Calculating TCP header size is important because we need to know where TCP payload data begins as the size of TCP header is not fixed as in the most cases of IP header due to TCP options.

    __u8 tcp_hdr_len = 0;
    if (bpf_skb_load_bytes(skb, TCP_LEN + 12, &tcp_hdr_len, 1) < 0)
        return 0;
    tcp_hdr_len >>= 4;
    tcp_hdr_len *= 4;

Let’s move to user-space code

#include <arpa/inet.h>
#include <errno.h>
#include <stdio.h>
#include <stdlib.h>
#include <unistd.h>
#include <sys/socket.h>
#include <net/ethernet.h>
#include <bpf/libbpf.h>
#include <bpf/bpf.h>


static const char *BPF_OBJ_FILE = "http_extract.o";

int main(void)
{
    struct bpf_object *obj = NULL;
    struct bpf_program *prog;
    int sock_fd = -1, prog_fd = -1, err;

    obj = bpf_object__open_file(BPF_OBJ_FILE, NULL);
    if (!obj) {
        fprintf(stderr, "Error opening BPF object file\n");
        return 1;
    }

    err = bpf_object__load(obj);
    if (err) {
        fprintf(stderr, "Error loading BPF object: %d\n", err);
        bpf_object__close(obj);
        return 1;
    }

    prog = bpf_object__find_program_by_name(obj, "http_filter_prog");
    if (!prog) {
        fprintf(stderr, "Error finding BPF program by name.\n");
        bpf_object__close(obj);
        return 1;
    }

    prog_fd = bpf_program__fd(prog);
    if (prog_fd < 0) {
        fprintf(stderr, "Error getting program FD.\n");
        bpf_object__close(obj);
        return 1;
    }

    sock_fd = socket(AF_PACKET, SOCK_RAW, htons(ETH_P_ALL));
    if (sock_fd < 0) {
        fprintf(stderr, "Error creating raw socket: %d\n", errno);
        bpf_object__close(obj);
        return 1;
    }

    err = setsockopt(sock_fd, SOL_SOCKET, SO_ATTACH_BPF, &prog_fd, sizeof(prog_fd));
    if (err) {
        fprintf(stderr, "setsockopt(SO_ATTACH_BPF) failed: %d\n", errno);
        close(sock_fd);
        bpf_object__close(obj);
        return 1;
    }

    printf("BPF socket filter attached. It will detect HTTP methods on port 80.\n");

    while (1) {
        unsigned char buf[2048];
        ssize_t n = read(sock_fd, buf, sizeof(buf));
        if (n < 0) {
            perror("read");
            break;
        }

        printf("Received %zd bytes on this socket\n", n);
    }

    close(sock_fd);
    bpf_object__close(obj);
    return 0;
}

The first 4 bits of Offset/Flags field in TCP header contains the size of the TCP header tcp_hdr_len >>= 4 then multiplies the value by 4 to convert the header length from 32-bit words to bytes. Compile and start the program then start HTTP server on your machine on port 8080 or change HTTP_PORT from the code, you can use python

python3 -m http.server 8080

Then curl from another box

curl http://192.168.1.2:8080/index.html?id=l33t

And you will get similar results because we entered the magic word which is l33t in our request.

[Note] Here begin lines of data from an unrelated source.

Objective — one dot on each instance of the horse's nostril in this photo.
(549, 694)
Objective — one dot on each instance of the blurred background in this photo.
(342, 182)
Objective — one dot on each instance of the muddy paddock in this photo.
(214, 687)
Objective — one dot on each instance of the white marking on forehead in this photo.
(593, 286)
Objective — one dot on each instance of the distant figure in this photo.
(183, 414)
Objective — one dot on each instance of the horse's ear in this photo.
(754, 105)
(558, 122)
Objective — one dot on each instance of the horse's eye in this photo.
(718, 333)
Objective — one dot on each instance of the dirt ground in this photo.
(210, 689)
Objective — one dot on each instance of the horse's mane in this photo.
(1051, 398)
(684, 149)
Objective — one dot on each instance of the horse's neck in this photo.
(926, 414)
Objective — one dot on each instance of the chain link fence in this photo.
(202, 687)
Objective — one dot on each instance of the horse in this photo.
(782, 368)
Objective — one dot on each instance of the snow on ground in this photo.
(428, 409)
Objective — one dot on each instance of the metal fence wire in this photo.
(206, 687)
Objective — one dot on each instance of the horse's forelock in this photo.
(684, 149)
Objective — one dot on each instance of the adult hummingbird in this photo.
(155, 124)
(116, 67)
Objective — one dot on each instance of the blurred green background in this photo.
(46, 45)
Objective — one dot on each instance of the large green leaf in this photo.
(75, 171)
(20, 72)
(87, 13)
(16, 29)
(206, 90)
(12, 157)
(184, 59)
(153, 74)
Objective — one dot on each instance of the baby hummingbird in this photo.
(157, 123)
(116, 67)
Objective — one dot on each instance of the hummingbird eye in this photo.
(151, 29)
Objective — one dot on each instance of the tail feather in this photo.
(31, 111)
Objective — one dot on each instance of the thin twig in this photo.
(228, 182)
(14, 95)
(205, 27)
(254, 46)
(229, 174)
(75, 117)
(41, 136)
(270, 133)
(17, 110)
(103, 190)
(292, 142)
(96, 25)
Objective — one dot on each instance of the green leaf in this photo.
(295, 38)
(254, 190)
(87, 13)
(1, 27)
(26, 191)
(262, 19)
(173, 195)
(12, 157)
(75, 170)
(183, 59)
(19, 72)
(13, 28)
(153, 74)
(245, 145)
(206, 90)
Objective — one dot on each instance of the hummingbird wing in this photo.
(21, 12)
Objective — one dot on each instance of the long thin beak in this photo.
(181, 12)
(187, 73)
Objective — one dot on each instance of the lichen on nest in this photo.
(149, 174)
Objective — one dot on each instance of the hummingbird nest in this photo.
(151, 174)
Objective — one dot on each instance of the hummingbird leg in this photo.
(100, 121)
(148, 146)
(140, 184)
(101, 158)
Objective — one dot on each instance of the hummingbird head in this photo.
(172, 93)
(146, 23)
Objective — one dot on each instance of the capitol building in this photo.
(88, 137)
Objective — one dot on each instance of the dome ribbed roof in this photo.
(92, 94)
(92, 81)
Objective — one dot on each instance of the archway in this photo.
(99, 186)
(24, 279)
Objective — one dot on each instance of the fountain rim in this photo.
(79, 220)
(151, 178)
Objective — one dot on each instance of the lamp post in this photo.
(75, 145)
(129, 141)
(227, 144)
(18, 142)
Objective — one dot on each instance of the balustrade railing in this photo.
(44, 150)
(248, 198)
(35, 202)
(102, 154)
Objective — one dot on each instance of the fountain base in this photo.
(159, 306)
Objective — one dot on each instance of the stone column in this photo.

GET /index.html?id=l33t HTTP/1.1
Host: 192.168.1.2:8080
    sshd-session-1423    [000] ..s11 28817.447546: bpf_trace_printk: ALERT: Magic Word Found in the HTTP request payload

This program’s ability to inspect network traffic is crucial for intrusion detection and web application firewalls. Its functionality enables security tools to identify suspicious patterns or malicious content as it passes through the network, allowing for proactive threat detection with minimal performance overhead.